Der andere Negativpunkt sind die Gedanken der Charaktere. Denn egal, mit welchem Problem sie sich herumschlagen, sie erzählen es in jedem Kapitel wieder und das seitenlang. Megan, die sich fragt, ob sie nicht doch Gefühle für Ollie hat und das dann innerlich immer wieder abstreitet. Hope, die sich die ganze Zeit fragt, wie sie wieder Kontakt zu ihrer Tochter herstellen kann und sich ständig von Charlie bevorzugt fühlt. Sophie, die nur über ihre absolut perfekte Beziehung zu Robin denken kann. Nachdem die Charaktere mit ihren Sorgen und Ängsten einmal vorgestellt wurden, hat es mir mit der Jammerei bereits gereicht. Das gleiche aber immer und immer wieder lesen zu müssen, ohne das die Charaktere eine neue Erkenntnis gewonnen hätten, war dann doch sehr ermüdend. Hier wäre weniger deutlich mehr gewesen. Auch lobte ich zu Anfang noch die traumhafte Beschreibung Prags. Doch auch dies nimmt immer wieder zu viel Platz ein, um das Buch künstlich zu strecken. Irgendwann hat man einfach verstanden, wie unglaublich toll die Stadt ist. Auch scheinen die Beschreibungen immer wieder von vorherigen Seiten kopiert worden, denn die Wortwahl ändert sich kaum. Wer einmal in Prag war, versteht die Begeisterung der Autorin für die Stadt, trotzdem nervt es immer das gleiche zu lesen.

Fazit

Kurzum ist Wintersterne viel zu lang für die mickrige Handlung, lässt die Charaktere Kapitel um Kapitel auf der Stelle stehen, gibt ihnen aber seitenlang die Möglichkeit immer wieder das gleiche zu denken und übertreibt mit den ausführlichen Beschreibungen.
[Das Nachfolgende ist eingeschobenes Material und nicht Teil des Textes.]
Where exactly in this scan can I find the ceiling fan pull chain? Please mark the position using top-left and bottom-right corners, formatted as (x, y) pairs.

Dadurch zieht sich das Buch bis zum letzten Viertel in dem das Buch dann doch noch einmal punkten konnte. Schade, denn das Buch klang vielversprechend und bot auch wesentlich mehr Potential, was leider nicht genutzt wurde.

„Wintersterne“ wurde mir als kostenloses Rezensionsexemplar vom Bloggerportal der Verlagsgruppe Random House zur Verfügung gestellt. Vielen Dank hierfür!